Título: Gastança eleitoral é irreversível
Autor: Lu Aiko Otta
Fonte: O Estado de São Paulo, 30/04/2006, Economia & Negócios, p. B8

Aumentos de despesas concentram-se em itens como salários e benefícios, que não podem mais ser cortados

O presidente Lula está ampliando os gastos do governo de forma irreversível. Dados do Tesouro Nacional mostram que as despesas aumentaram 14,5% nos 3 primeiros meses do ano, não por causa de obras. O que está pesando sobre o caixa federal são os gastos com a Previdência e os programas assistenciais e também a folha de pagamentos do governo.

O problema, segundo economistas, é que esses gastos não são cortáveis e ficarão incorporados à estrutura de despesas nos próximos anos.

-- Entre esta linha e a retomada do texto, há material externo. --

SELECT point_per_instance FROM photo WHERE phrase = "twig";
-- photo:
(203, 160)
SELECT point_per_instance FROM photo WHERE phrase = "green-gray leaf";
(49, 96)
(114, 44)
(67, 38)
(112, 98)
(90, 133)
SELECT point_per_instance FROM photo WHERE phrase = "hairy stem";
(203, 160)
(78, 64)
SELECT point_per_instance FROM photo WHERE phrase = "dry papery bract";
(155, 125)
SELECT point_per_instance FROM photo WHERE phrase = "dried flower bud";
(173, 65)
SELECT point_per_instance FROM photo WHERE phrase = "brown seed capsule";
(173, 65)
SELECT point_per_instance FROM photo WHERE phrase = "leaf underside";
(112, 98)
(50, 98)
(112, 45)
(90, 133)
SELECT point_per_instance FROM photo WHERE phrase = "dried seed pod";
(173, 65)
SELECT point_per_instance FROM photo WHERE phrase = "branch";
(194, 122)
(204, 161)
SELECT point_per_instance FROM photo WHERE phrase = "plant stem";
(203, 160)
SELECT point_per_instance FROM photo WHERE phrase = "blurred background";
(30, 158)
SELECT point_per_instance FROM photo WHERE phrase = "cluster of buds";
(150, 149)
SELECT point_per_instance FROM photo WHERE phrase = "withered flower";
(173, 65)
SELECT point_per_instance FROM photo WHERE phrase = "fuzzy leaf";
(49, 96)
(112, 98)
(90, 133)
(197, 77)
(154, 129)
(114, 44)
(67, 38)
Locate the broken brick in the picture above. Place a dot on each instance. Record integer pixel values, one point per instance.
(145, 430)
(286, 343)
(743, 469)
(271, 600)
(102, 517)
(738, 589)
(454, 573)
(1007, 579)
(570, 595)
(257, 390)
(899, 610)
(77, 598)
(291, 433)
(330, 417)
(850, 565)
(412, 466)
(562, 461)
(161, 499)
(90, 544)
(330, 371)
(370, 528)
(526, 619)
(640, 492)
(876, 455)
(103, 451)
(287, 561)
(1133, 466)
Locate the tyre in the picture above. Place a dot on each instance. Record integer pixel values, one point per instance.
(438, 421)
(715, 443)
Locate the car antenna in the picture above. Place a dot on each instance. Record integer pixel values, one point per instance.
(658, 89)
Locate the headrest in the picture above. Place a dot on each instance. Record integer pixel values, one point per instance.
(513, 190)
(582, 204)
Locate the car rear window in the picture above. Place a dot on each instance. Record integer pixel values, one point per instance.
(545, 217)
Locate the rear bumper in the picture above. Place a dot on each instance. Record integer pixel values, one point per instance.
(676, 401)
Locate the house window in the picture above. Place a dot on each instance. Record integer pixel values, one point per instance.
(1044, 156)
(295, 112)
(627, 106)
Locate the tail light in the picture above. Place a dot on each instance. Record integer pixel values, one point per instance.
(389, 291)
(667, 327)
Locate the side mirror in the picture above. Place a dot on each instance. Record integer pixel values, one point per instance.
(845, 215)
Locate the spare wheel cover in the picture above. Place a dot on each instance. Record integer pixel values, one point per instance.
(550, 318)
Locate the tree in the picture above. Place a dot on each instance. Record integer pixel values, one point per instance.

Significa que tão cedo a carga tributária não poderá cair, ou não será possível pagar todas as despesas. E, na hipótese de haver uma crise internacional, haverá pouca margem de manobra para "apertar o cinto".

Dos R$ 11,3 bilhões de crescimento nas despesas nos primeiros 3 meses do ano, R$ 3,3 bilhões são gastos extras com salários dos funcionários públicos. São contratações e reajustes salariais, que atenderam a reivindicações das bases sindicalistas do governo.

Os funcionários públicos se queixam de terem passado os 8 anos do governo Fernando Henrique com os vencimentos congelados. Em contraste, é objetivo declarado do governo Lula terminar este ano tendo reajustado o salário de todos os servidores em pelo menos 29,65%, correspondentes à inflação dos 4 anos de seu mandato.

O aumento de 13% aos militares, concedido no ano passado, fez os gastos com a folha crescerem R$ 600 milhões só no primeiro trimestre. Mas em 2006 a despesa com a folha vai crescer R$ 700 milhões por causa do reajuste dos salários dos funcionários do chamado Plano de Cargos e Carreiras. Os trabalhadores de nível auxiliar terão aumento de 137,8%, os intermediários ganharão 89,3% a mais e os de nível superior, 67,4%.

Além disso, Lula autorizou a realização de concursos para contratar 60 mil funcionários para ministérios e agências reguladoras. Mas parte desses concursos está sendo realizada para cumprir determinação do Ministério Público do Trabalho, que mandou substituir pessoal terceirizado.

O que mais pesa no aumento dos gastos com o funcionalismo, porém, não são os funcionários do Poder Executivo. Dos R$ 3,3 bilhões de crescimento nas despesas de pessoal este ano, R$ 2 bilhões foram para o Legislativo e para o Judiciário - R$ 800 milhões para pagamento de decisões judiciais e R$ 1,2 bilhão decorrentes de reajustes salariais.

No caso dos funcionários do Congresso, o que provocou o salto nas despesas foi o reajuste de 15% concedido no ano passado. Lula tentou vetar esse aumento, mas não conseguiu. Outros R$ 400 milhões são gastos extras com os salários do Ministério Público.

E a conta tende a crescer. Está no Congresso um projeto de lei para reformulação das carreiras do Judiciário que custará R$ 4,5 bilhões. Essa, porém, é uma despesa que presidente nenhum conseguiu controlar. Há anos, a área econômica não consegue saber quanto ganha cada funcionário do Judiciário. O Tesouro só recebe a fatura e paga.

SALÁRIO MÍNIMO

Dos R$ 11,3 bilhões de gastos adicionais nos 3 primeiros meses do ano, R$ 4,4 bilhões decorrem do aumento do salário mínimo. Cada vez que o mínimo é reajustado, sobem as despesas com o pagamento de aposentadorias e pensões, o seguro-desemprego e os benefícios da Lei Orgânica da Assistência Social e o Renda Mensal Vitalícia, que garantem renda mínima a deficientes físicos e idosos que nunca contribuíram para o INSS.

No caso, os números ainda refletem o reajuste de R$ 260 para R$ 300 decidido no ano passado. A conta vai aumentar, porque o mínimo subiu para R$ 350 no dia 1.º de abril. Essa "bondade" de Lula significará uma conta extra de R$ 5,9 bilhões este ano. O Bolsa Família, consumiu R$ 400 milhões a mais este ano, em comparação com o primeiro trimestre de 2005.

"É espantoso", comentou o economista-chefe da corretora Convenção, Fernando Montero. Ele disse que as decisões de gasto aumentaram as despesas obrigatórias de tal forma que a proposta de Orçamento para 2006 chegou ao Congresso sem espaço para os deputados e senadores incluírem emendas.